Review boards also should hold investigators and sponsors accountable for ensuring that all relevant studies have been included.
"There is some pretty solid evidence that not all preclinical data get published," Kimmelman says. "And it's not entirely clear what proportion of preclinical data actually end up getting shared with review boards. If you're a review board member, you want to be sure that you're not just looking at the most positive outcomes from the preclinical studies; you want to make sure that you're looking at all the preclinical studies."
- Kimmelman J, London AJ. Predicting harms and benefits in translational trials: ethics, evidence and uncertainty. PLos Med 2011; 8:e1001010. Doi:10.1371/journal.pmed.1001010.
Issues concerning informed consent
Casting a bigger net for first-in-human trials
When there's a lack of strong data on a new experimental agent for first-in-human studies, researchers should cast the net wider by providing information to review boards about other drugs that work in the same way or that have other important similarities to the study drug, says Jonathan Kimmelman, PhD, associate professor of biomedical ethics at McGill University in Montreal.
Those other relevant studies shouldn't just influence the evaluation of a review board; they should be included in the informed consent in a trial going forward, Kimmelman says. Because first-in-human studies deal with such unknown quantities, informed consent must give participants any information possible that can aid in a decision.
"To simply say, 'We don't know how well this drug is going to perform,' you're telling a patient that there's somewhere between a 0 and 100% chance that the drug is going to have the clinical activity that's predicted in preclinical studies," Kimmelman says. "That basically has no informational content at all. What we're saying is if there is a record of similar interventions going forward, and not succeeding in clinical trials, patients should be told that."

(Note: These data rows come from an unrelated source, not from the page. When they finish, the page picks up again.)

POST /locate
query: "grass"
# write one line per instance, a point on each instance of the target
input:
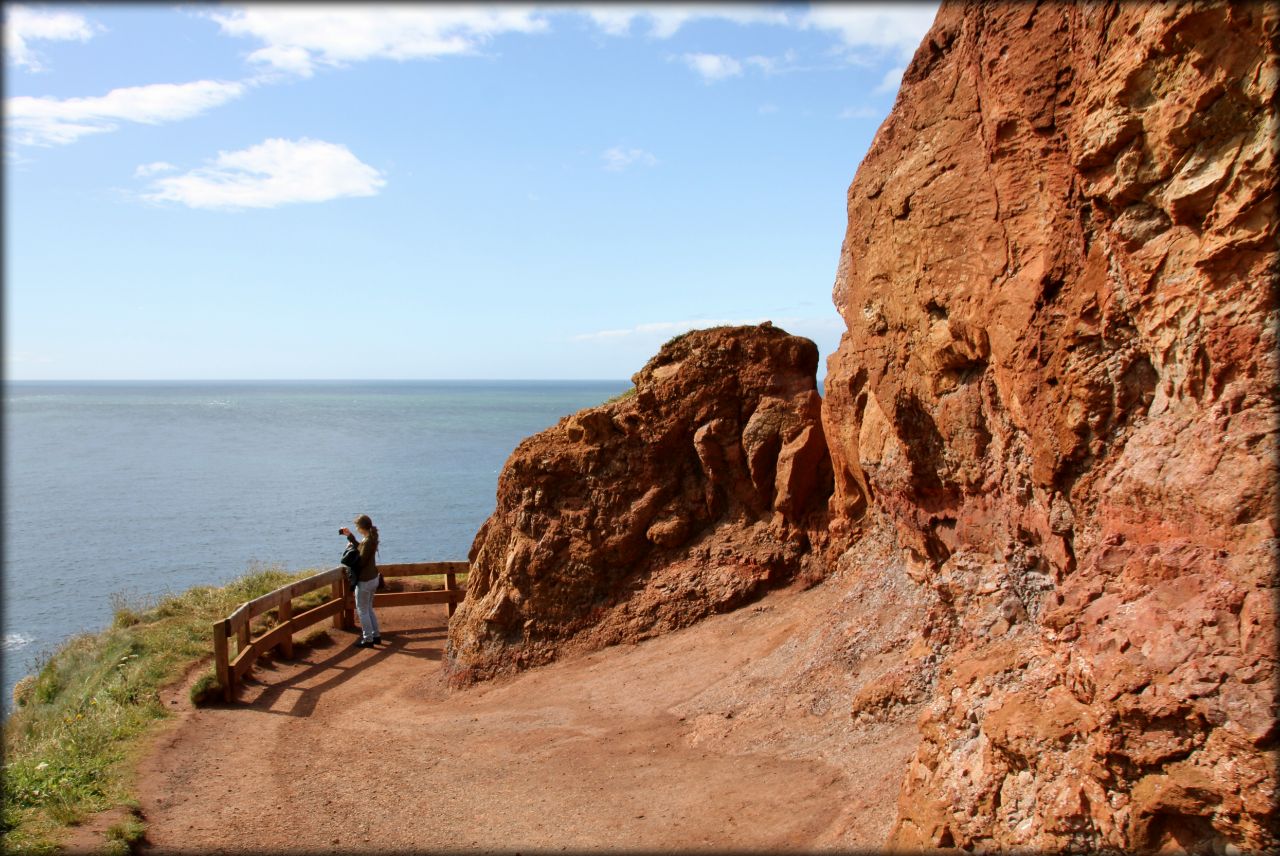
(621, 397)
(81, 722)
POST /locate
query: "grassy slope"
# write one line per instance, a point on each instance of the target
(69, 745)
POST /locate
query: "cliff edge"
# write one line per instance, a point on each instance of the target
(1059, 392)
(699, 489)
(1042, 484)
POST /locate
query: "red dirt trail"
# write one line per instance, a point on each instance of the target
(632, 747)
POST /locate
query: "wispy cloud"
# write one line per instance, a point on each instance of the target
(666, 21)
(147, 170)
(297, 39)
(713, 67)
(273, 173)
(53, 122)
(23, 24)
(618, 159)
(862, 113)
(896, 27)
(891, 81)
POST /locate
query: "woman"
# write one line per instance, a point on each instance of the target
(366, 580)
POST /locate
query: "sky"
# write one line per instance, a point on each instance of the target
(426, 191)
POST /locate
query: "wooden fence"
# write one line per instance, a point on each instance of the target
(341, 608)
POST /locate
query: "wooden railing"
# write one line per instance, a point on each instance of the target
(341, 608)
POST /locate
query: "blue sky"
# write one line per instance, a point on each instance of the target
(426, 191)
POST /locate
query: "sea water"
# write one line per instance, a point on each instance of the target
(138, 489)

Review boards should consider carefully the type of subject who is to be enrolled in a first-in-human trial, he says. One approach taken in many studies is to limit enrollment to patients for whom there has been no effective treatment to that point.
"If you enroll patients who have advanced disease, they have less to lose if there is no clinical activity or if there turn out to be risks that were unanticipated," Kimmelman says.

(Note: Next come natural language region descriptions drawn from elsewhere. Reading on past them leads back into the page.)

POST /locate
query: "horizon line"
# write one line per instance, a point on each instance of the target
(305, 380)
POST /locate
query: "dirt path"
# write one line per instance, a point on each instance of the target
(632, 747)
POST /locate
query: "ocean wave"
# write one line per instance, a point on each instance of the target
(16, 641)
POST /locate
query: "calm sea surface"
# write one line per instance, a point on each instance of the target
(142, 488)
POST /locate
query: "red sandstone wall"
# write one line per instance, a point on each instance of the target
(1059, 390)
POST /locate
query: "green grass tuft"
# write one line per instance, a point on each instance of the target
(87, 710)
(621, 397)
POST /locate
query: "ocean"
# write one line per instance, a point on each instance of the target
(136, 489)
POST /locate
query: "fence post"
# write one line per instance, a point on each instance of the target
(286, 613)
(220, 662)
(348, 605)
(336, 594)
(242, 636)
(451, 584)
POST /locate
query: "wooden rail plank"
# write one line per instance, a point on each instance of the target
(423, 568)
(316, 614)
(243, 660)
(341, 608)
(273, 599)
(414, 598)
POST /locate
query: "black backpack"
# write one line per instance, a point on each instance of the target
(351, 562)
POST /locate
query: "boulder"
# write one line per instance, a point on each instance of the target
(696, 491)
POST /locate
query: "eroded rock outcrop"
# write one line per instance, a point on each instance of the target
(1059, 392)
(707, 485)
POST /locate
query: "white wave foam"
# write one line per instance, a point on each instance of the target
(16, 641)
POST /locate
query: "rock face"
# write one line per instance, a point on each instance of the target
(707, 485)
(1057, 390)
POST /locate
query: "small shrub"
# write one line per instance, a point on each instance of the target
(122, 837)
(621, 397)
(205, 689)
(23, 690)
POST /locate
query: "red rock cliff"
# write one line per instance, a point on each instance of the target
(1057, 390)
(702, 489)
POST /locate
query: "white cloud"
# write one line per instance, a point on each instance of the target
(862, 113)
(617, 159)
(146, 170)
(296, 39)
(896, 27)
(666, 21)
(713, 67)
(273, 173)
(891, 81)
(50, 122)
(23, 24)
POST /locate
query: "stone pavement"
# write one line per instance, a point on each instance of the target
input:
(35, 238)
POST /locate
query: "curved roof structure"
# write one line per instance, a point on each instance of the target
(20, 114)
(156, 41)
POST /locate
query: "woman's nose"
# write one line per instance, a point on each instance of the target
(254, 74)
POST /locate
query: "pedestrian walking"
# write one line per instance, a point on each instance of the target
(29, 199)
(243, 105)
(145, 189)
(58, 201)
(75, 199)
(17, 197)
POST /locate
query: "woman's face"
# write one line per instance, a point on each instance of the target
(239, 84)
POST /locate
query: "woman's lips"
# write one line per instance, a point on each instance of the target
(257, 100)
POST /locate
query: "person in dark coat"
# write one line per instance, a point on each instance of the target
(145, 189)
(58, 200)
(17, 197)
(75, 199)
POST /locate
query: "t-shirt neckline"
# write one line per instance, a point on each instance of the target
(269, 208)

On the other hand, a person whose illness is well managed by existing treatments has greater potential for his or her quality of life to be harmed by participating in a first-in-human trial. "You want to have a good justification for enrolling patients who have other treatment options," Kimmelman says. "You want to be able to say that your new agent is competitive with those other treatment options, and in order to do that, you need to be able to make reliable predictions about the clinical activity of your drug. If you apply the procedures that we recommend and you conclude that effects that you saw in animals are unlikely to generalize to human beings, then I think you should be very cautious about enrolling patients who have other treatment options."